Hükümetim ABD Başkanı Barack Obama’nın sözlerini onaylıyor ve Pazar gecesi düzenlenen başarılı operasyonda bize gösterdiği inancı takdir ediyor. Aynı zamanda ABD Dışişleri Bakanı Hillary Clinton’ın, “ortaklığımızı büyüterek, ağlarımızı güçlendirerek, olumlu bir barış ve ilerleme vizyonu oluşturarak masun insanları hedef alan katilleri durmaksızın takip etmek” konusundaki sözlerini de alkışlıyor ve onaylıyoruz. Henüz bu savaşı kazanmadık, ancak sonun başlangıcını ve Güney ile Orta Asya’nın geleceğini açıkça görebiliyoruz.

Bin Ladin’in ölümünden sadece saatler sonra, Taliban Pakistan hükümetini suçladı ve başta ben olmak üzere Pakistan’ın liderlerinden intikam alma çağrısı yaptı. Hiçbir şey gözümüzü korkutamayacak.
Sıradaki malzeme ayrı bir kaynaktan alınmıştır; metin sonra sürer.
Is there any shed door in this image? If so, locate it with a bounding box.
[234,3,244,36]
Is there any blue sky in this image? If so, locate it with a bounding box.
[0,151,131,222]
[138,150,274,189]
Pakistan, basında sıkça bahsedildiği gibi fanatikliğin yuvası olmadı ve olmayacak.

‘RADİKALLERİN YUVASI DEĞİLİZ’

Radikal dinci partiler Pakistan’da hiçbir zaman yüzde 11’in üzerinde oy almadı. En son anketler, halkımızın yüzde 85’inin El Kaide’ye karşı çıktığını gösterdi. 2009’da, Taliban Svat Vadisi’ni ele geçirdiğinde, halkımıza kendi yönetiminde geleceğin nasıl olacağını gösterdi: Baskıcı politikalar, dini fanatizm, yobazlık, kadın ve erkek arasında ayrım, okulların kapatılması ve kitapların yakılması. O birkaç ay, Pakistan halkıyla ılımlılık ve geleceğe ait vizyonumuz etrafında güçlü bir şekilde bütünleşmemizi sağladı.

Halkın desteği ve yönlendirmesiyle, özgürce seçilen demokratik hükümet, dünyanın dört bir yanındaki demokrasilerle çalışarak, tüm İslam dünyasına model olacak geçerli, ekonomik olarak güçlü bir Pakistan inşa etmek konusunda kararlı. El Kaide ve Taliban’ın en çok korktuğu şeyi yaratabiliriz: Modern İslamın geleceği vizyonu. Halkımız, devletimiz, ordumuz ve istihbarat kurumlarımız beraberlik içinde. Deniz aşırı ülkelerdeki bazı kişiler bunun doğru olmadığında ısrar edebilir, ama yanılıyorlar. Pakistanlılar bütünlük içindedir.

Beraber, ülkelerimiz acı çekti ve kurbanlar verdi. Cesurca, arzu ve inançla savaştık. Nihayetinde zafer kazanacağız. Şehit olan eşim Benazir Butto için su sözleri sarf ediyorum: “Gerçek, adalet ve tarihin güçleri bizim yanımızda.”